Time Limit: 1000MS		Memory Limit: 65536K
Total Submissions: 18205		Accepted: 3960

Description

FJ‘s cows really hate getting wet so much that the mere thought of getting caught in the rain makes them shake in their hooves. They have decided to put a rain siren on the farm to let them know when rain is approaching. They intend to create a rain evacuation plan so that all the cows can get to shelter before the rain begins. Weather forecasting is not always correct, though. In order to minimize false alarms, they want to sound the siren as late as possible while still giving enough time for all the cows to get to some shelter.

The farm has F (1 <= F <= 200) fields on which the cows graze. A set of P (1 <= P <= 1500) paths connects them. The paths are wide, so that any number of cows can traverse a path in either direction.

Some of the farm‘s fields have rain shelters under which the cows can shield themselves. These shelters are of limited size, so a single shelter might not be able to hold all the cows. Fields are small compared to the paths and require no time for cows to traverse.

Compute the minimum amount of time before rain starts that the siren must be sounded so that every cow can get to some shelter.

Input

* Line 1: Two space-separated integers: F and P

* Lines 2..F+1: Two space-separated integers that describe a field. The first integer (range: 0..1000) is the number of cows in that field. The second integer (range: 0..1000) is the number of cows the shelter in that field can hold. Line i+1 describes field i.

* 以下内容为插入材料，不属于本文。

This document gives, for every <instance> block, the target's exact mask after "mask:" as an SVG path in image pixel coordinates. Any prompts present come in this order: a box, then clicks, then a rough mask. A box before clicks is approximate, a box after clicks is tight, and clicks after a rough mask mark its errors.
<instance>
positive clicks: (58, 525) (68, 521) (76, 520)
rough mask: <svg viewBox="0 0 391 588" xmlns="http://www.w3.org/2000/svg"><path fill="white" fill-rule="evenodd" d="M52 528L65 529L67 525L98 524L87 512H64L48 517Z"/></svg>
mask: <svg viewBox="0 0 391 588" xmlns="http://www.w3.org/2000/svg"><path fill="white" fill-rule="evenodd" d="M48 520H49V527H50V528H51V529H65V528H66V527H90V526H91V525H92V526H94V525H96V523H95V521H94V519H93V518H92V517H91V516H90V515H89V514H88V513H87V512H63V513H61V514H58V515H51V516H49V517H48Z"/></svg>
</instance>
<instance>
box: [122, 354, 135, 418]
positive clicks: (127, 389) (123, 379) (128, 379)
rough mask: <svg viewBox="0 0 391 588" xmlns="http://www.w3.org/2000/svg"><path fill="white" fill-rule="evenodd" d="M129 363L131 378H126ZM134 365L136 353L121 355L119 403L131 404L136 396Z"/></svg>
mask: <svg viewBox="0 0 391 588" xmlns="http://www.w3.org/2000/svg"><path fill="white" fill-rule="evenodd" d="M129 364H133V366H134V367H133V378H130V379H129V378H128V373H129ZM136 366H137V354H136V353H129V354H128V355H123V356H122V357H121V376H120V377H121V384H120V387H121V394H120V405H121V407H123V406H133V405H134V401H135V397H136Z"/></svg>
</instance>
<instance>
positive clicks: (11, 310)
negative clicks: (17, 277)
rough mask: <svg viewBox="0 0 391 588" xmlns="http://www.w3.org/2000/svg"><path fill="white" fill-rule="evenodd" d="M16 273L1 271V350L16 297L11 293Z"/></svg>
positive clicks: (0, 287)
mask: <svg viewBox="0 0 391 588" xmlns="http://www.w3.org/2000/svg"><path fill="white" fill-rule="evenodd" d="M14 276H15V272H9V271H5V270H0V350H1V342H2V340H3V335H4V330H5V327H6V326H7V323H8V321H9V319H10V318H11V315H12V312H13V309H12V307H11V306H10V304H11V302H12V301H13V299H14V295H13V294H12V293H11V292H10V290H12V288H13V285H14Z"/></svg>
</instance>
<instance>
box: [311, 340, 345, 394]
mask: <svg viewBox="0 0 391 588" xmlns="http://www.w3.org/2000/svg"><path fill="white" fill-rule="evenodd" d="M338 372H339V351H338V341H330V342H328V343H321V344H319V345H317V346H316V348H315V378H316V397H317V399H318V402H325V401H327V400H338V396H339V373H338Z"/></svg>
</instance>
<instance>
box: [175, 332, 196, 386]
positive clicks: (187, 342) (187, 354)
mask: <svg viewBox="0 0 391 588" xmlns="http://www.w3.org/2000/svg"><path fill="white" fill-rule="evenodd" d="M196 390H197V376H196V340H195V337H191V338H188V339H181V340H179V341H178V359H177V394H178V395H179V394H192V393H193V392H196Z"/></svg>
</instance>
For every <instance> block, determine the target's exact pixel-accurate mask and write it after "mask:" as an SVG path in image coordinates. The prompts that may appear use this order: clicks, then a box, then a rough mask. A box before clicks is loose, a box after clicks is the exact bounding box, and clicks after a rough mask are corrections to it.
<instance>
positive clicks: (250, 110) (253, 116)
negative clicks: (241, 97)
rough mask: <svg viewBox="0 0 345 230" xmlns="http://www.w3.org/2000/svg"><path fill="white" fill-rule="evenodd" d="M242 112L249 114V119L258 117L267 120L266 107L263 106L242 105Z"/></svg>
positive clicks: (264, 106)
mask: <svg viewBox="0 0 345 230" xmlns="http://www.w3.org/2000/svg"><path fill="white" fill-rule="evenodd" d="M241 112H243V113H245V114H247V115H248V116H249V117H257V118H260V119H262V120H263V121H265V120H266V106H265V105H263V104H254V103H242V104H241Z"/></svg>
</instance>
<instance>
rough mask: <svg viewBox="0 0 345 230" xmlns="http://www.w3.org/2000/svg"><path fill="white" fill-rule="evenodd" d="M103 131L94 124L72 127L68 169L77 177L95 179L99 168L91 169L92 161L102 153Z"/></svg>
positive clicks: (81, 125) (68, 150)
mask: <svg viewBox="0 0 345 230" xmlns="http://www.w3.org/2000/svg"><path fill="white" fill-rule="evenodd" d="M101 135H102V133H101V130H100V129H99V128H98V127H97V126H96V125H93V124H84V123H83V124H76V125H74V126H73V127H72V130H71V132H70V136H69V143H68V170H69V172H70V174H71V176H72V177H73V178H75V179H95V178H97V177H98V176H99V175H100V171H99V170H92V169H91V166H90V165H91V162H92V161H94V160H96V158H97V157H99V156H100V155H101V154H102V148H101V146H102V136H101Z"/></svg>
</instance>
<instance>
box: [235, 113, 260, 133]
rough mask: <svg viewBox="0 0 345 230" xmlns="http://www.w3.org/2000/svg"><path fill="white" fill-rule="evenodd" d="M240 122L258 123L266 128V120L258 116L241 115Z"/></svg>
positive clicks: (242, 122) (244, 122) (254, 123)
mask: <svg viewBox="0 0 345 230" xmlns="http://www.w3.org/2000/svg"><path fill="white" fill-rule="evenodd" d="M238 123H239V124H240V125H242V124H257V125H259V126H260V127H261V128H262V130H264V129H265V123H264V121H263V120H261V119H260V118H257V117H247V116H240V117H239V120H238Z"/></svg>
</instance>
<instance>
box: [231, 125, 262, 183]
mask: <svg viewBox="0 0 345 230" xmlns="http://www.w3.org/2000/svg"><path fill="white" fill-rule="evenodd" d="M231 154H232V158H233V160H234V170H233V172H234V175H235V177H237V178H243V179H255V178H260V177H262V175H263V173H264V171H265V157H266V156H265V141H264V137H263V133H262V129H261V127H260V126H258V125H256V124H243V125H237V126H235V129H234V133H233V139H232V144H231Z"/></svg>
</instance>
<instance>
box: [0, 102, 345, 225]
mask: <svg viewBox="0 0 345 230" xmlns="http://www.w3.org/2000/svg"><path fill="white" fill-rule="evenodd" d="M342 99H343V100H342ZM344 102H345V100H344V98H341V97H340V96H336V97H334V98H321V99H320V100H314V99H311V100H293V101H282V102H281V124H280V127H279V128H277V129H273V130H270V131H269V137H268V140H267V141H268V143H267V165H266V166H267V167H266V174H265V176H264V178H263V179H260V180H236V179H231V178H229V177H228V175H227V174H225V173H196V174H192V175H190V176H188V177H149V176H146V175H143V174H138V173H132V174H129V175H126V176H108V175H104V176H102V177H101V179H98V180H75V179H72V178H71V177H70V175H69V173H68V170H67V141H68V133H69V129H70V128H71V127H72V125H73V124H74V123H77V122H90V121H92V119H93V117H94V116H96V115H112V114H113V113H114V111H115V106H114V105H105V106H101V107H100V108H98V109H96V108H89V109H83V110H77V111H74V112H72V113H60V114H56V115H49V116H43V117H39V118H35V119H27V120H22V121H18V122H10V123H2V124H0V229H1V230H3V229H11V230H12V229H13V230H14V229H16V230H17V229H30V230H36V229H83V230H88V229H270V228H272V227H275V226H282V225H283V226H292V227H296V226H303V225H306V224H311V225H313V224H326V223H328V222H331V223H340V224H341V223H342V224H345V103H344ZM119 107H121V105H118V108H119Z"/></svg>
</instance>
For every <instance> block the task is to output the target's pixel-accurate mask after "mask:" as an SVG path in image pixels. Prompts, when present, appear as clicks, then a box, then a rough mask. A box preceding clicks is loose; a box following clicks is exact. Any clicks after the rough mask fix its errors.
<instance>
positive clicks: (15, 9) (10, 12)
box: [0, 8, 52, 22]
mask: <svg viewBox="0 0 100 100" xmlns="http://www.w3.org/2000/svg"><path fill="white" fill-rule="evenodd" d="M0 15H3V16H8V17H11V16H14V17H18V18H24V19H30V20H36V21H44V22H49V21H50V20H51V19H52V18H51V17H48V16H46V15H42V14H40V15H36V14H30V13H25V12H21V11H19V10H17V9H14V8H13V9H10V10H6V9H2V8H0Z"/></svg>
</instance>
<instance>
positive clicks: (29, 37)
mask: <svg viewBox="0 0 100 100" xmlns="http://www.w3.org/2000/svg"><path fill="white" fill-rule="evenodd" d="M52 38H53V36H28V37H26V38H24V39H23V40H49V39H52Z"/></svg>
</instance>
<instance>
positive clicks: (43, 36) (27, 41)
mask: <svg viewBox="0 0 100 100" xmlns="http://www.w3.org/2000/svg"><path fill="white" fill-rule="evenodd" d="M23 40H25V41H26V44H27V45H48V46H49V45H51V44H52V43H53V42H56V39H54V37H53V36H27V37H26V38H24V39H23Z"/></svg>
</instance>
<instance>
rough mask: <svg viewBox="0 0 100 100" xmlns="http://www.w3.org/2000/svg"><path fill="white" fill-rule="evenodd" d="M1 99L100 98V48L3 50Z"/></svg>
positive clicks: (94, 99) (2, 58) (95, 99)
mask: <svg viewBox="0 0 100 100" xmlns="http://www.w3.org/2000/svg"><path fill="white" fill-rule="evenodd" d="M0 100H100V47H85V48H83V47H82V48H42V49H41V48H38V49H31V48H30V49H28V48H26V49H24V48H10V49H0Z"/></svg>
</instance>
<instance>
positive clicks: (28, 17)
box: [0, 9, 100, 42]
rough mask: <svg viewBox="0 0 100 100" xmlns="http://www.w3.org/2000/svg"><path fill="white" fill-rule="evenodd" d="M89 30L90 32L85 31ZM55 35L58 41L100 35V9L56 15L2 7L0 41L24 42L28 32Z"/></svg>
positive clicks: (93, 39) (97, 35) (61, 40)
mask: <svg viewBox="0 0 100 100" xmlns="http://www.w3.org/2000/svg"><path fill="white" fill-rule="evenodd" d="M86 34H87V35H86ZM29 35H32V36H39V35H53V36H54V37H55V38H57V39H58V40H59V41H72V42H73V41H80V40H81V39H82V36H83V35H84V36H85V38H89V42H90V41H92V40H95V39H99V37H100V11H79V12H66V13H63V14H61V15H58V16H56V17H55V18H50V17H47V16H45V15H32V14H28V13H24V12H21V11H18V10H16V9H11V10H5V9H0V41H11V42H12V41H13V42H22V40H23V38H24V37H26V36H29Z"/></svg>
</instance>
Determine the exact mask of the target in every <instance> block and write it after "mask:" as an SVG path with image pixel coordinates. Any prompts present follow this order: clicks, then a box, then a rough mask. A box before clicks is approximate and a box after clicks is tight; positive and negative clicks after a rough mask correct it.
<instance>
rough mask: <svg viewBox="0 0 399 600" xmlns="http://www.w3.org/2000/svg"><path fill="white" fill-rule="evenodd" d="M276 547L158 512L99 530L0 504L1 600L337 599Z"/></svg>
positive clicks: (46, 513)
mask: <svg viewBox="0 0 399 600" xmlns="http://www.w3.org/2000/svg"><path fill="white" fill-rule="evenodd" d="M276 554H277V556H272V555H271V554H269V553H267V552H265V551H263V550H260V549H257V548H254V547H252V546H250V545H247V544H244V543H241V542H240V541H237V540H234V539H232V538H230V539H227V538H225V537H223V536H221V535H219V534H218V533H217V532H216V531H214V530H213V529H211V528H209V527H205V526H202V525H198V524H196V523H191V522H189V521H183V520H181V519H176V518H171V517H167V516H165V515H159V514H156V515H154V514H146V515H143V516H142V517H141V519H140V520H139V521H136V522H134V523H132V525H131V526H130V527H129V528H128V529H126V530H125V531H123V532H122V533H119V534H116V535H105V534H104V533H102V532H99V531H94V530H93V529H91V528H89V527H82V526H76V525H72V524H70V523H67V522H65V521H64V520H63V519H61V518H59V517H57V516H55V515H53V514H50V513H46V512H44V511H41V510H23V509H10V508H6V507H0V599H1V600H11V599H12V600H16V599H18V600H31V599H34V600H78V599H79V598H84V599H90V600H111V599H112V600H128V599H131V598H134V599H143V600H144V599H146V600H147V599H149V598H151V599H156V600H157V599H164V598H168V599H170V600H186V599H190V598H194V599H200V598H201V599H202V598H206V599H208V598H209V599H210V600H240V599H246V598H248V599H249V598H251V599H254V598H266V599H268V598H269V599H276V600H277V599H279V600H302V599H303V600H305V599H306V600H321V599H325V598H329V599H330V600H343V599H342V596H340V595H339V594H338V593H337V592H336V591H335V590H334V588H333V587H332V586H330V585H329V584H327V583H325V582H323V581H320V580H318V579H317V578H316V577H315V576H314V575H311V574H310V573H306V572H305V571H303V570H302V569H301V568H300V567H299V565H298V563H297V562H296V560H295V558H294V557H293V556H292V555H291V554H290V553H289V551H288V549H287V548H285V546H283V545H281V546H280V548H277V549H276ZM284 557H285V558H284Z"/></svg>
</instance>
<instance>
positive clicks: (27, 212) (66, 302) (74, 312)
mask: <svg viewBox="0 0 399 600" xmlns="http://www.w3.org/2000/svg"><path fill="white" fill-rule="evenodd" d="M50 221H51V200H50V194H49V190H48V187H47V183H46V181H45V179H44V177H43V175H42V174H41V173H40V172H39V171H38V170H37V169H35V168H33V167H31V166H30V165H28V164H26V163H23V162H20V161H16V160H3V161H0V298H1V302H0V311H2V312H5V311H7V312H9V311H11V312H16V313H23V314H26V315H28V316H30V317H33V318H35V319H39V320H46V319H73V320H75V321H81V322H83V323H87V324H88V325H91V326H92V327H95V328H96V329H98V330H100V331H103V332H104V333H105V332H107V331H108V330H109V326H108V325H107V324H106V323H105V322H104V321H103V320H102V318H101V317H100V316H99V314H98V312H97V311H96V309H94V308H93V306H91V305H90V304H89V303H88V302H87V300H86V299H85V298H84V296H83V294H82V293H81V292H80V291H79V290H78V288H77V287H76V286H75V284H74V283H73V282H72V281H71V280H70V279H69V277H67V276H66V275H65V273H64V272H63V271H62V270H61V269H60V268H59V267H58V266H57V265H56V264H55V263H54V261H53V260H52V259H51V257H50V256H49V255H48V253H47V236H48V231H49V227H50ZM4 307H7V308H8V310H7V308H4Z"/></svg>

* Lines F+2..F+P+1: Three space-separated integers that describe a path. The first and second integers (both range 1..F) tell the fields connected by the path. The third integer (range: 1..1,000,000,000) is how long any cow takes to traverse it.

Output

* Line 1: The minimum amount of time required for all cows to get under a shelter, presuming they plan their routes optimally. If it not possible for the all the cows to get under a shelter, output "-1".

Sample Input

Sample Output

Hint

OUTPUT DETAILS:

In 110 time units, two cows from field 1 can get under the shelter in that field, four cows from field 1 can get under the shelter in field 2, and one cow can get to field 3 and join the cows from that field under the shelter in field 3. Although there are other plans that will get all the cows under a shelter, none will do it in fewer than 110 time units.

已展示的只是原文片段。